I have been working on a functional Digital Image Correlation program in the Julia language. The approach seeks to find 2 mathematical functions (in particular polynomials) to approximate the displacement field. (One of the functions predicts x displacement, the other y displacement). The idea is that the displacement is very simple in the space-time domain, and could be represented by a small set of polynomial parameters. Anything that isn't simple (like a tear) would not be represented well in this domain. One feature is that strain rate heat maps will be extremely easy to create, which is of interest in the high strain rate testing domain. The data I am working with is that of a twisting motion to produce a torsional stress on a tube. Force is imparted as displayed below.

stress situation
Some of the time this idea works fairly well. Here the displacement field is closely converged to the actual displacement that you would expect.
exy plot

The algorithm works as follows: a test set of local neighborhoods is constructed using Sobol sampling in the region of interest, with neighborhoods iteratively assigned to frames. A cost function for the polynomial parameters is constructed as follows:

  1. Combine parameters and model to form prediction polynomial
  2. Iterate through local area samples
  3. Predict a location in a projected image for each polynomial
  4. Measure the distance between the values of the original image and the predicted results, where bicubic interpolation is used to determine predicted pixel values

Then, a numerical optimization is run on the polynomial parameters to minimize the constructed cost function. Since a gradient cannot be established easily because of the discrete video samples, we selected the Nelder-Mead approach.

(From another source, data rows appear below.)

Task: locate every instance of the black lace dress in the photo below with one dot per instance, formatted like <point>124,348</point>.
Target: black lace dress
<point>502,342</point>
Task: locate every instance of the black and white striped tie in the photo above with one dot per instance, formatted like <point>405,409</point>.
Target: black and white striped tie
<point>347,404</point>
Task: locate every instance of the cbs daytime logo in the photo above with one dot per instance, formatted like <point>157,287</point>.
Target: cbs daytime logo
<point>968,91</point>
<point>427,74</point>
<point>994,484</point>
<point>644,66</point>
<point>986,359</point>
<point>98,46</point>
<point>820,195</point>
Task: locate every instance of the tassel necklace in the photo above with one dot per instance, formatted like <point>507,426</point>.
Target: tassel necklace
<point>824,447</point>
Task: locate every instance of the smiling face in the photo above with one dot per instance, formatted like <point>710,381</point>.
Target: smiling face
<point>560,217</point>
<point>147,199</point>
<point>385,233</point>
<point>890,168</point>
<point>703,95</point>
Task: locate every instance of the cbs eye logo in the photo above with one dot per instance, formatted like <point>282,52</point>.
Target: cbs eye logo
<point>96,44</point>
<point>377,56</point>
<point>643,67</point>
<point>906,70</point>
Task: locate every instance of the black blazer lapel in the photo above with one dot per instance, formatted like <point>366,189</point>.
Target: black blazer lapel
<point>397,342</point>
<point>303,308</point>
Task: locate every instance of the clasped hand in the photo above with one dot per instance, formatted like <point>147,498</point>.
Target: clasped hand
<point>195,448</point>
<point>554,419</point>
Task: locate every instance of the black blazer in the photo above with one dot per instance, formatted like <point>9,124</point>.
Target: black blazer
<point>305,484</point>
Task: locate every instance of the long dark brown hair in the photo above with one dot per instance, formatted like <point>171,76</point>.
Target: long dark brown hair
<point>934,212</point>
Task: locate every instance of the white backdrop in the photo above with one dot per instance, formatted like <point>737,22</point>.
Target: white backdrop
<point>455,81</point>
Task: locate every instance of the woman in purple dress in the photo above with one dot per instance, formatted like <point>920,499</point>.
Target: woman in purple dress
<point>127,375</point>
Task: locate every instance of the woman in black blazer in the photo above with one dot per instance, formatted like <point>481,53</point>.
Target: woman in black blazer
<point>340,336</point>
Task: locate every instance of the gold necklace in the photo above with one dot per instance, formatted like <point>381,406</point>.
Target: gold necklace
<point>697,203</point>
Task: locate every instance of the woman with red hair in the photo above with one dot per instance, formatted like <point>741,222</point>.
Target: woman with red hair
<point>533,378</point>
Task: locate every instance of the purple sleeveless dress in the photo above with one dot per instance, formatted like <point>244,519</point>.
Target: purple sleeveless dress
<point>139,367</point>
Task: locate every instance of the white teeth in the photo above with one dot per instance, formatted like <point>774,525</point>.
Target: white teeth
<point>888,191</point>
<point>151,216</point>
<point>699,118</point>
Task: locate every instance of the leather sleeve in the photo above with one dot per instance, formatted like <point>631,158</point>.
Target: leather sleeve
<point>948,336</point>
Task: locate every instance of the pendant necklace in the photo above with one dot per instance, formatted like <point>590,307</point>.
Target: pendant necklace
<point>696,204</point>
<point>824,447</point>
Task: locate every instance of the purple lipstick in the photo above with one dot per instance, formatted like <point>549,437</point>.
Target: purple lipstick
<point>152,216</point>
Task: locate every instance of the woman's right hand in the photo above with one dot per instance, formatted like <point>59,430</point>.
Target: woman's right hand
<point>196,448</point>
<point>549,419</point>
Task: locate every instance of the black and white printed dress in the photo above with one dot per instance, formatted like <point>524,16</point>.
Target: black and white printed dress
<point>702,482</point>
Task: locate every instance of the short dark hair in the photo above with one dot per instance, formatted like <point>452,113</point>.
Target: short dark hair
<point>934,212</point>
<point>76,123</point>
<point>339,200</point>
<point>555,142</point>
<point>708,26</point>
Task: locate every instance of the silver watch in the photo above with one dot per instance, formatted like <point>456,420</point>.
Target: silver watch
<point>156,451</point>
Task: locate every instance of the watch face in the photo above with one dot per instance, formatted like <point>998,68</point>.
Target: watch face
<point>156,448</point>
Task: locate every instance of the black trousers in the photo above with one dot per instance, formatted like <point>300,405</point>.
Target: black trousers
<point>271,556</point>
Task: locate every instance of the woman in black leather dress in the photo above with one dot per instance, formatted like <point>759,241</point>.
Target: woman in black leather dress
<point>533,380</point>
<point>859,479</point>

There are some convergence issues with the selected approach. Often, the algorithm will go offroading, probably due to a flat error function outside of a local neighborhood. Here is an example of what the error function might look like:

error over distance

This can create some interesting "art," as the polynomial coefficients end up predicting totally crazy results. Clearly, some fine-tuning is needed.

wild error

Road forward

The way forward is to build a better error function. This can be done by using classical DIC techniques to get close approximations of pixels. Discussions with Alex Hirzel led me to adopt a technique where the pixel close error function would be used to pre-optimize the polynomial coefficients so that the optimization reaches the correct global minimum.

Why Julia for this project?

Julia has some excellent packages to make this fairly easy to implement. First, there is the Dynamic Polynomials package, which allows for multivariate polynomials to be expressed easily and evaluated. The Optim solver library had a fairly simple to use interface, though there is not multithreaded Nelder-Mead (If I want it I should write it, I know). The Interpolations package was extremely helpful in providing fast and high order interpolations of image data.